Black-box Adversarial Transferability: An Empirical Study in Cybersecurity Perspective

Khushnaseeb Roshan,Aasim Zafar
DOI: https://doi.org/10.1016/j.cose.2024.103853
2024-04-15
Abstract:The rapid advancement of artificial intelligence within the realm of cybersecurity raises significant security concerns. The vulnerability of deep learning models in adversarial attacks is one of the major issues. In adversarial machine learning, malicious users try to fool the deep learning model by inserting adversarial perturbation inputs into the model during its training or testing phase. Subsequently, it reduces the model confidence score and results in incorrect classifications. The novel key contribution of the research is to empirically test the black-box adversarial transferability phenomena in cyber attack detection systems. It indicates that the adversarial perturbation input generated through the surrogate model has a similar impact on the target model in producing the incorrect classification. To empirically validate this phenomenon, surrogate and target models are used. The adversarial perturbation inputs are generated based on the surrogate-model for which the hacker has complete information. Based on these adversarial perturbation inputs, both surrogate and target models are evaluated during the inference phase. We have done extensive experimentation over the CICDDoS-2019 dataset, and the results are classified in terms of various performance metrics like accuracy, precision, recall, and f1-score. The findings indicate that any deep learning model is highly susceptible to adversarial attacks, even if the attacker does not have access to the internal details of the target model. The results also indicate that white-box adversarial attacks have a severe impact compared to black-box adversarial attacks. There is a need to investigate and explore adversarial defence techniques to increase the robustness of the deep learning models against adversarial attacks.

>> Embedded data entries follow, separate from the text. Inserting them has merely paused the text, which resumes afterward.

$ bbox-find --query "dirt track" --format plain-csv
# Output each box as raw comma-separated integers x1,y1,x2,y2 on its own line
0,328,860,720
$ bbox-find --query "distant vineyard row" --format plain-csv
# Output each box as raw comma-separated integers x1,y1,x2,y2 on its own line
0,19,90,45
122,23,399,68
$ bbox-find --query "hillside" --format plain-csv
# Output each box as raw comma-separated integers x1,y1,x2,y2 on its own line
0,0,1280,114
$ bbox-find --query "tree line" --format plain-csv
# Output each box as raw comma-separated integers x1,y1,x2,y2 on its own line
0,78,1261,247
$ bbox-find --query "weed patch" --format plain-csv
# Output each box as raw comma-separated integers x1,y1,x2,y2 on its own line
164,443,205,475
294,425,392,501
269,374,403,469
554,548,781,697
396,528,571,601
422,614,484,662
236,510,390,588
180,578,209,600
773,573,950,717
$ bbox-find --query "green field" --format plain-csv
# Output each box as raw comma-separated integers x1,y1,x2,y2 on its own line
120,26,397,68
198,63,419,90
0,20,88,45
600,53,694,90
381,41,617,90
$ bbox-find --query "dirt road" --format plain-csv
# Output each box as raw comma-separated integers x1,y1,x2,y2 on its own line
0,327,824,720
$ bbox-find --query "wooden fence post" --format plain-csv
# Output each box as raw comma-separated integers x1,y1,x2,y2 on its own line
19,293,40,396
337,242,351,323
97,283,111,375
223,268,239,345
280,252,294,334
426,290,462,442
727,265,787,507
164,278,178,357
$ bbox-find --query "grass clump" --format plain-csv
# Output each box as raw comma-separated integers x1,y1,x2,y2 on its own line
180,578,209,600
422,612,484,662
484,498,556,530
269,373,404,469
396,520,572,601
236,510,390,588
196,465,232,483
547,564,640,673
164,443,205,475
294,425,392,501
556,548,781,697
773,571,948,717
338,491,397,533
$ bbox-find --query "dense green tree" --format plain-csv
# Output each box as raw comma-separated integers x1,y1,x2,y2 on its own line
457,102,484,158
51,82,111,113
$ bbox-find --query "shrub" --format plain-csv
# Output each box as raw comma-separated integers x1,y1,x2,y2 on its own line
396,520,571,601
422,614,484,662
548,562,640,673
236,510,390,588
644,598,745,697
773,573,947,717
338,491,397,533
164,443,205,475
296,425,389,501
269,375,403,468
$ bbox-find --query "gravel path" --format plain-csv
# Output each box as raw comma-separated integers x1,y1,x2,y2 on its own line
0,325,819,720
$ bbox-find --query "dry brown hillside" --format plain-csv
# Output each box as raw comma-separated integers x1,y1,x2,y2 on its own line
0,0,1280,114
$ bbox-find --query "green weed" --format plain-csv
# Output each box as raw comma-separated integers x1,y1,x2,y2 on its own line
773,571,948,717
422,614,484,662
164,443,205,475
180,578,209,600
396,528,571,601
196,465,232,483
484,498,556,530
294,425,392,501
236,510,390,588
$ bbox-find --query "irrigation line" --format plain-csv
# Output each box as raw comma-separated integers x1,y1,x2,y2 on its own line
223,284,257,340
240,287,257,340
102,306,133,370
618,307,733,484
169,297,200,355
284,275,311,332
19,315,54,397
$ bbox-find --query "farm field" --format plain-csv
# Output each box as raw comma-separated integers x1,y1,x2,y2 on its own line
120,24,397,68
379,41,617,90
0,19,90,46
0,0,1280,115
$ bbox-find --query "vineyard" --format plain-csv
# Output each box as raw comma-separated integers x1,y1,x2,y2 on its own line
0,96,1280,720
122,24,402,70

Cryptography and Security,Machine Learning
What problem does this paper attempt to address?
The problem that this paper attempts to solve is the vulnerability of deep - learning models to adversarial attacks in the field of network security. Specifically, the author focuses on the phenomenon of black - box adversarial transferability, that is, whether the adversarial perturbation inputs generated by surrogate models can have a similar impact on the target model, causing it to misclassify. The main purpose of the research is to empirically verify the existence of this phenomenon in network security detection systems and evaluate the performance of different models under adversarial attacks. To achieve this goal, the author constructs two models: one is a surrogate model for generating adversarial perturbation samples, and the other is a target model that hackers attempt to exploit. Although these two models have different hyper - parameters and internal architectures, they are all trained on the same data set. By using the Fast Gradient Sign Method (FGSM) to generate adversarial perturbation samples and evaluating the two models in the testing phase, the researchers hope to reveal the fact that attackers can successfully carry out adversarial attacks even without the internal detail information of the target model. In addition, the paper also explores the importance of adversarial defense techniques to improve the robustness of deep - learning models in adversarial attacks. The research results show that deep - learning models are highly vulnerable to adversarial attacks, whether it is white - box attacks or black - box attacks, especially when the attacker has limited knowledge of the internal structure of the target model. This emphasizes the necessity of developing and applying effective adversarial defense strategies to protect the reliability and security of network security detection systems.